Most of my work has to do with dark matter: measuring the amount, and, more importantly, its spatial distribution on a wide range of astrophysical scales, from sub-galactic to super-cluster. Detailed knowledge of dark matter distribution will enable us to place constraints on the physical properties of dark matter particles. Since dark matter is invisible, mapping out its distribution must rely on indirect methods. While a few mass reconstruction methods exist, gravitational lensing is the optimal one, as it does not rely on any assumptions about the physical state of the dark matter or the light emitting matter. Another interesting aspect of dark matter is the study of its dynamics in galaxies and clusters of galaxies. In the last decade we have learned much about the properties of relaxed dark matter halos from numerical computer simulations, however, understanding the physics behind these results is still an open issue. This is the other major direction of my research.

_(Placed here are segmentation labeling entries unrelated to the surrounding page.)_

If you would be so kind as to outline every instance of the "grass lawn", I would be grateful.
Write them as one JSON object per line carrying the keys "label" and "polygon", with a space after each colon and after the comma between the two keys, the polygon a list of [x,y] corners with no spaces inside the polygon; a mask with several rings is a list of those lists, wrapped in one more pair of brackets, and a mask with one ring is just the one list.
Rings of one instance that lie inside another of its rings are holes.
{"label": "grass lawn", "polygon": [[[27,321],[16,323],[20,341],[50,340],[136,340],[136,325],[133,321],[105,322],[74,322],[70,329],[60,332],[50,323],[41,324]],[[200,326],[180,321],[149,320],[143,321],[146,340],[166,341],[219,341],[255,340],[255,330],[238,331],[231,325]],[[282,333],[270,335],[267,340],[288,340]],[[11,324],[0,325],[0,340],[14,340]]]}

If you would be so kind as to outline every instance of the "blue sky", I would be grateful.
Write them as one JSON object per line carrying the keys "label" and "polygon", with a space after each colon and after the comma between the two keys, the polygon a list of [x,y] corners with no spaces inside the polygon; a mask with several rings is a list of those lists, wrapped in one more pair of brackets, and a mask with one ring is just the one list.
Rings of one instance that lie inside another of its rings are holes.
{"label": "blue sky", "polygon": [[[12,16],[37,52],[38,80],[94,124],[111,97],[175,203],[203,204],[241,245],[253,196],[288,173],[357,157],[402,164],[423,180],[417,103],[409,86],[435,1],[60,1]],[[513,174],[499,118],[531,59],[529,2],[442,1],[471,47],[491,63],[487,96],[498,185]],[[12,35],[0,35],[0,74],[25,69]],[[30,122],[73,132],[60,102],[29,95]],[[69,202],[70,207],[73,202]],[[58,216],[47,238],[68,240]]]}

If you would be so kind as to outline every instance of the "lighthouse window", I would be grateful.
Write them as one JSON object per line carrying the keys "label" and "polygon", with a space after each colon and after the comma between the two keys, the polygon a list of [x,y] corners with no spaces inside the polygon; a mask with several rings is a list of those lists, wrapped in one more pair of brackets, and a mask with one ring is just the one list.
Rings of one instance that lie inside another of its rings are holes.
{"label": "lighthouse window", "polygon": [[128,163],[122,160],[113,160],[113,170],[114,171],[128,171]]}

In Lens Models Under the Microscope: Comparison of Hubble Frontier Field Cluster Magnification Maps
(Priewe et al. 2017) we showed that the uncertainties quoted by most cluster-lens reconstruction methods often do not overlap (blue sets of 2 lines are 1-sigma errors). Gray thick lines are uncertainties from our free-form Grale reconstructions. The horizontal axis presents many locations in the lens plane; the points have been arranged in increasing order of median magnification. The left and right panels above show two Hubble Frontier Cluster Lenses Abell 2744 and MACSJ 0416.